È lo stesso criterio di prova limitata che vale prima di introdurre uno strumento nuovo in un progetto educativo, descritto nella griglia per valutare una tecnologia: un obiettivo concreto, un tempo definito, un solo elemento osservato per volta.

Una revisione di venti minuti dopo la prima settimana

Le cinque difficoltà si riconoscono meglio a freddo, con la sequenza davanti e una prova reale alle spalle. Venti minuti bastano se le domande sono decise prima.

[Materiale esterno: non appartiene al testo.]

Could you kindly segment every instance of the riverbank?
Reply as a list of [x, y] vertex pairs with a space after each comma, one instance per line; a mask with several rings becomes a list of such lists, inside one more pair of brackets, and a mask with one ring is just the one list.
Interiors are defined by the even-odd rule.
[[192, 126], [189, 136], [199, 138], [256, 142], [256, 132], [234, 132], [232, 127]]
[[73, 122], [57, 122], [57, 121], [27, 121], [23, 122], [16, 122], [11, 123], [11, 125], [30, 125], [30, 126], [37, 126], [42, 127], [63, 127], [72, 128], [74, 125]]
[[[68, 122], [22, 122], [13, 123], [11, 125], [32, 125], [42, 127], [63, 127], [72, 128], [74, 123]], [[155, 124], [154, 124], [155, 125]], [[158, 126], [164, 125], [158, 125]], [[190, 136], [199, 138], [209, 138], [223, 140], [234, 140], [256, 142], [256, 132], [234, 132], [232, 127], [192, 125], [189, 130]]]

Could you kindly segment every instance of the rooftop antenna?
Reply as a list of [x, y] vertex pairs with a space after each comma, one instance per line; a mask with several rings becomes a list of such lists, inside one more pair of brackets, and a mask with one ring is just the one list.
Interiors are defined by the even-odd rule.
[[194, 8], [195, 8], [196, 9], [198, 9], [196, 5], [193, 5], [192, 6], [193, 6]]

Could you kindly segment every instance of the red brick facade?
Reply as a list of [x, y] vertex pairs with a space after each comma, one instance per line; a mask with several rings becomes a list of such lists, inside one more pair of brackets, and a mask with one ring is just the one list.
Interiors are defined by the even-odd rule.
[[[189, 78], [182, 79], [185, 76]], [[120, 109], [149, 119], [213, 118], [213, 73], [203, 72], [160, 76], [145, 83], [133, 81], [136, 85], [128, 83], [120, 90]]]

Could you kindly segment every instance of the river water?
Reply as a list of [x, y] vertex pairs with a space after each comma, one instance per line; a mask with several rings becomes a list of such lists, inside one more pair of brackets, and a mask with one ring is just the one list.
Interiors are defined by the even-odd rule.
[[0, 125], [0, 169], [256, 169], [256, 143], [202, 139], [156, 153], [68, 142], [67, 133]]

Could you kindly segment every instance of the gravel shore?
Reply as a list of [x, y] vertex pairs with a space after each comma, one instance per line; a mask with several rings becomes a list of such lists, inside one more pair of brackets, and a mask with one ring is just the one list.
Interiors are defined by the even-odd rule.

Quattro mosse per rivedere una sequenza dopo i primi giorni
  1. Rileggete dove si è fermata Il passaggio esatto, non l’impressione generale. Se si è fermata sempre nello stesso punto, il punto è quello.
  2. Fate una domanda sola «Quale passaggio non era chiaro mentre lo facevi?» è più utile di «ti è piaciuta?», perché chiede un fatto e non un giudizio.
  3. Cambiate un elemento Le parole di un passaggio, oppure la sua posizione, oppure il perimetro dell’attività. Uno dei tre, non tutti.
  4. Riprovate nello stesso momento Stessa ora e stesso contesto della prima volta: così la differenza osservata dipende dalla modifica e non dalla giornata.

Se dopo tre revisioni la sequenza continua a non essere usata, la domanda torna a monte: forse l’attività scelta non è quella giusta in questo momento.

Per le organizzazioni che seguono più persone, la dashboard abbinata all’app permette al team di gestire utenti, calendari e contenuti, così una sequenza rivista resta la stessa per chiunque accompagni: il percorso è descritto nella pagina per educatori e associazioni. Restano decisioni educative, non tecniche: lo strumento rende visibile che cosa è stato cambiato, non se valeva la pena cambiarlo.

Fonti e riferimenti

Nota sulla trasparenza: questo contenuto è stato realizzato con il supporto di strumenti di intelligenza artificiale e successivamente revisionato e approvato prima della pubblicazione.

FAQ

Domande su questo argomento

Risposte generali da adattare alle preferenze e al contesto della singola persona.

Da quanti passaggi conviene partire per la prima attività?
Quattro o sei sono una lunghezza di partenza ragionevole, ma il numero conta meno del perimetro: serve un compito con una fine riconoscibile, come apparecchiare o rifare il letto, non un insieme di attività come «riordinare la camera». Se la fine non si vede da dove si è fermi, la sequenza è ancora troppo larga.
Come si capisce se il problema è l’attività o la sequenza?
Guardando dove si interrompe. Se la sequenza viene aperta e abbandonata sempre nello stesso punto, il problema è in quel passaggio. Se non viene aperta affatto, o se la persona dice che non le interessa, la correzione non è semplificare i passaggi: è cambiare attività, o accettare che quella non sia utile adesso.
Ogni quanto conviene rivedere una sequenza che funziona?
Quando cambia qualcosa di osservabile: la casa, gli orari, gli strumenti usati, o la persona stessa chiede una modifica. Una sequenza stabile non va toccata per abitudine. Conviene invece rileggerla quando entra un nuovo collega, perché le informazioni date a voce durante le prime prove non sono scritte da nessuna parte.